The High Court agreed with the findings of the trial court and refused to grant leave to appeal against the trial court's order. The High Court observed:

++ In the present case a personal search was also made of the body of the accused. A notice under Section 50 NDPS Act had to be mandatorily issued.

++ The notice under Section 50 mentions the time of occurrence as around "11.30 hrs. today" which was 6th October 2007. In the absence of any indication that it was ‘p.m.' or ‘a.m.' it could well be taken to be ‘a.m'. Even if it was taken to be p.m., it contradicted the case of the prosecution that the accused was apprehended at around 10.30 p.m.

++ The second factor pointed out is that a typed notice could not possibly have been served at the time and place of apprehension of the accused. There was nothing to show that the raiding party took any computer with them from which a typed notice could have been prepared at the spot. These factors indicate that the notice Ex. PW11/B was a document prepared subsequently. There is no satisfactory explanation for the above glaring discrepancies concerning the notice issued to the accused under Section 50 of the NDPS Act.

++ The mere fact that PW9 went along with the raiding party did not mean that he was not required to authorise the officer who in fact effected the seizure. The seizure in the case was effected by PW11 who was required to be specifically authorised to do so. The fact of the matter was that there was no specific authorisation in favour of PW11.

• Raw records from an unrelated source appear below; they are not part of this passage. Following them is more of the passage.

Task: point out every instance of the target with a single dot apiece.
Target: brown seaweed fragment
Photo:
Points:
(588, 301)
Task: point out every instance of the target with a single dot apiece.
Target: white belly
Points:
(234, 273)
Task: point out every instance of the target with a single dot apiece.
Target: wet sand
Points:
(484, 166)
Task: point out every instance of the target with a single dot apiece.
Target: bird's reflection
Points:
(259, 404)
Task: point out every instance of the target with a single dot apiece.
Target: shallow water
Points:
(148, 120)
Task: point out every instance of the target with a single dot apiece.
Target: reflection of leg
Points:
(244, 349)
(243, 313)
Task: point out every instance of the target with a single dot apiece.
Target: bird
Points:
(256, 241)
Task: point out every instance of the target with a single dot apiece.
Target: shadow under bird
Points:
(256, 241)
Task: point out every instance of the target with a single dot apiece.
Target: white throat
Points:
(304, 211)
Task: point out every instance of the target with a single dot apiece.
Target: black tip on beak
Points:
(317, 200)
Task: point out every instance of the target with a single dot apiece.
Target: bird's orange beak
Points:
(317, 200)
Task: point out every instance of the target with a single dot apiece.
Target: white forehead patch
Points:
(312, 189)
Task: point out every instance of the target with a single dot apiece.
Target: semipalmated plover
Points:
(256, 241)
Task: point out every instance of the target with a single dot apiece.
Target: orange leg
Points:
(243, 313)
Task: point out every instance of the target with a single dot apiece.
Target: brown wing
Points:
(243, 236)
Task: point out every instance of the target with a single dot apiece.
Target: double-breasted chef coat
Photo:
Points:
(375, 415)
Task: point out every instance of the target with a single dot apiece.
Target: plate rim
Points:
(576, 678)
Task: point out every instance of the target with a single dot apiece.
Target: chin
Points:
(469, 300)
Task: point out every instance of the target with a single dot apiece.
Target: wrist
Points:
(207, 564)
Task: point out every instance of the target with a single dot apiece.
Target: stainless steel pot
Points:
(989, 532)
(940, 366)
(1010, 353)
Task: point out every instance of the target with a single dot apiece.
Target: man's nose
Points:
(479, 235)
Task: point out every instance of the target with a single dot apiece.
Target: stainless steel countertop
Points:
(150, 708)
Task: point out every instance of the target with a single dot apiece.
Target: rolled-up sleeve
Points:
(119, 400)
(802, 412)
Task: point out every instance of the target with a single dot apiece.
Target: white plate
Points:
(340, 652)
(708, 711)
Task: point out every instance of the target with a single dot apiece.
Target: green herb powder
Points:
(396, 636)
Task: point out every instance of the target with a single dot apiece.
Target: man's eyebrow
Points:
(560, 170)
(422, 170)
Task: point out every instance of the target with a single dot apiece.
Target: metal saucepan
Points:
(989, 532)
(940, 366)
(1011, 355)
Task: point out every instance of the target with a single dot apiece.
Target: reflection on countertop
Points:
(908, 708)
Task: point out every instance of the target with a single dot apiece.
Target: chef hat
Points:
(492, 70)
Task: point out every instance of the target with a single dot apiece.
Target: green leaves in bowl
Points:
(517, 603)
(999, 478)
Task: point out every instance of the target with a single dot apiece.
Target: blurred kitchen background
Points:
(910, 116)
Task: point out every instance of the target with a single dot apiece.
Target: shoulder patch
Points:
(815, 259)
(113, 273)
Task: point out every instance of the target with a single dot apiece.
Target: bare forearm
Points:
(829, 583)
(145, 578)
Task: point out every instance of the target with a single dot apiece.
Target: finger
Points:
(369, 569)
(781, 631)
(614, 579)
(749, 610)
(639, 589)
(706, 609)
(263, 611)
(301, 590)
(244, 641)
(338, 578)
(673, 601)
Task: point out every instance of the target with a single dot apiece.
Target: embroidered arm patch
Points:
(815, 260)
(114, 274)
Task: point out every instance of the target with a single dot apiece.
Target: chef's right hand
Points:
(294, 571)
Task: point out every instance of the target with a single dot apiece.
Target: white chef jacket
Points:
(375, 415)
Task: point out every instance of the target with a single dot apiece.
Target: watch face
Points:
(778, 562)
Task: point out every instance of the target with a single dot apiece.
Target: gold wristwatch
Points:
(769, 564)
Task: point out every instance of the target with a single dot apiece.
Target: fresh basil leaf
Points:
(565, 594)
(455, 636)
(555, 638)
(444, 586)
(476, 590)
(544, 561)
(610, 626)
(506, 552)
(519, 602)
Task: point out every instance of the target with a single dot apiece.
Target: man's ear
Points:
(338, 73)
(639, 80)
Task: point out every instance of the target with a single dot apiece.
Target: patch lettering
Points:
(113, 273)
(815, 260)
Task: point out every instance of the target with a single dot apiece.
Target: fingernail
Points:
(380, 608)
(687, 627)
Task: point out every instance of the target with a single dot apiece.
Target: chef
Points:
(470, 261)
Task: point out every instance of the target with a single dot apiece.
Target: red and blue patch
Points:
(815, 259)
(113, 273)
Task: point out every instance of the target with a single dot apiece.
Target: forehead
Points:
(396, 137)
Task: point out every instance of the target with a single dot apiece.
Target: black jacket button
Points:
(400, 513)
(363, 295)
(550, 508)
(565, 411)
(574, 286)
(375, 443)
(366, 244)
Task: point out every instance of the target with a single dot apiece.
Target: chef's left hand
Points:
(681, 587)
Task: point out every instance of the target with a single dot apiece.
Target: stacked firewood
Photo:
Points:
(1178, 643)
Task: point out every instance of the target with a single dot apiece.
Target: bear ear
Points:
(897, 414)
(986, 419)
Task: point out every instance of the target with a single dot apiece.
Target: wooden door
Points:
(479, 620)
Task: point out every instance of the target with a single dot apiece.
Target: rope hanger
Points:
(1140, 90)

++ As regards the summons, although it was dated 6th October 2007, the fact of the matter is that the panchnama proceedings concluded at 10.00 a.m. only on 7th October 2007. The question of accused appearing at 7.00 a.m. on 7th October 2007, therefore, simply did not arise. The finding of the trial court that the said summons could never have been served on the accused on 6th October 2007 and that the said document was possibly prepared subsequently cannot be faulted.